En el fondo, no somos más que un grumo en la mezcla social, pero sin nosotros la mezcla social se debilita. La hacemos fuerte, ella nos hace fuertes a nosotros. Dependemos mutuamente. Por eso usamos nuestras personas, nos prestamos para el juego y cambiamos todo en un santiamén para adecuarnos a la situación. El verdadero Darwinismo social.

Admiramos a Dexter porque es un maestro en el juego que nosotros jugamos a diario, dentro de nuestro super-yo. Su vitrina polarizada es mejor que cualquiera que nosotros podamos crear, porque está ahí todos los días de su vida, evitando cualquier intrusión a un mundo privado de significados ocultos. Nos sorprende su destreza para enterrar lo más aterrador y nos causa gracia su torpeza a la hora de emular lo que todos sabemos: lo socialmente correcto. El extraño que mira de fuera hacia adentro es mejor que nosotros en muchos aspectos. Él es el "político valiente", el imitador por excelencia, el perfecto actor.

Simpatizamos con Dexter porque, al saber que su persona es una máscara, si se la arrancaran no verían nada porque no hay nada. Está vacío, sólo un cascarón definido por un conjunto escabroso de hechos. Y tal vez en este punto no estemos simpatizando con Dexter, sino con nosotros mismos. Tal vez en este punto nos ponemos en su perspectiva, a preguntarnos qué sostiene las máscaras.

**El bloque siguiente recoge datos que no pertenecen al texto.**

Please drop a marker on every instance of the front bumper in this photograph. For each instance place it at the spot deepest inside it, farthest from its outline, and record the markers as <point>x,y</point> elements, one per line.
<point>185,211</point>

En este punto generalmente termina la simpatía para transformarse en perturbación.

¿Qué haríamos si nos enfrentáramos a la realidad de que detrás de las máscaras no hay nada, que nos mezclamos por oficio, sin otra tarea más que hacer lo necesario para sobrevivir? ¿Es eso lo que somos en el fondo? ¿Una feria repleta de máscaras, cada una esperando ser usada para mejorarse? Si respondemos esas preguntas, se desmontaría la necesidad de la vitrina polarizada. Encontraríamos que no hay nada que tapar. Por este tipo de dudas, y no por las que tienen que ver con la destrucción de la sociedad, es que Dexter nos aterra. Son muchas las interrogantes y muy pocas las respuestas.

Mi motivo final para escribir este texto fue que Dexter
y Goffman han corroborado que quiero dedicar mi vida a estudiar las personas, las máscaras. Tal vez, si entiendo las personas y su funcionamiento, pueda entender lo que hay detrás de ellas... Lo que me da miedo, lo confieso, es encontrarme repentinamente con un gran vacío. Conseguir que todos los seres humanos, en el fondo, somos distintas personas pero nadie en realidad.

Los mantendré actualizados en cómo va mi búsqueda.